Wednesday 3 September 2014

Irish rock legends Thin Lizzy reform

Phil Lynott
Philomena Lynott, mother of dead Thin Lizzy rock legend Phil.

Spread the word around . . . guess who’s back in town. But will be this a reunion too far for their fans?

Yes, almost 25 years after the death of legendary Irish rocker Phil Lynott, Thin Lizzy are to hit the road again — this time with Co Down musician Ricky Warwick at the helm.

Warwick (43) replaces Lynott in the latest reincarnation, joining Thin Lizzy alumni Scott Gorham, Brian Downey and Darren Wharton. Also on board are Def Leppard’s Vivian Campbell and former Whitesnake bassist Marco Mendoza.

The new band will head out on tour in 2011, with a huge homecoming show planned for Dublin on January 4. Thin Lizzy are not the only band to reform minus a key figure.

Queen continue to tour with Free’s Paul Rodgers filling the shoes of the late Freddie Mercury, while Paul McLoone replaced Feargal Sharkey in The Undertones. Bruce Dickinson quit Iron Maiden, rejoining the heavy metal band some years later.

But can the glory days of Lynott’s reign ever really be recreated?

Stuart Bailie of the Oh Yeah Centre in Belfast said that while it was great news for Warwick, whom he described as a “100% rocker’’, he thought the new formation’s pedigree “was suspect”.

“It’s crossing over, really, from reunion to tribute band, so it’s something of a hybrid,” he said.

“I saw the great Thin Lizzy in the Ulster Hall in 1978 and that memory is still intact. That is the way I want to keep it.

“When you see Queen perform with Paul Rodgers on vocals, it is not quite the same experience as seeing the original Queen and I’m guessing it will be the same with this line-up, although it does have some of its original line-up.

“What people will be seeing is a photocopy of a photocopy — although I wouldn’t knock the guys for doing it. Does it sully Lynott’s legacy?

“I’m not sure about that but it’s never going to be the same experience without the great man himself.”

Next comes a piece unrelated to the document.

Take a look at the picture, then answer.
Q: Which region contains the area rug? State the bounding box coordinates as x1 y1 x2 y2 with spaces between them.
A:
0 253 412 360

However, music publicist James Rollins said he did not believe that this was a reunion too far.

“The band has three of its original members, all of whom played with Lynott,” he said.

“They’re getting together to mark the 25th anniversary of Lynott’s death.”

David Neely of CDC Leisure admitted Lynott would be a hard act to follow but said Warwick was a great musician who would keep the fans happy, as long as he did not try to replicate Lynott.

“It’s always going to be difficult when you take out such a charismatic frontman as Lynott, but it can be done,” he said.

Speaking about his delight at being asked to join the new line-up Ricky, from Newtownards, said: “Every kid on my street, in my school and in my city knew of Thin Lizzy. Every kid supported Lizzy. We took pride in Lizzy and what was there not to be proud of?”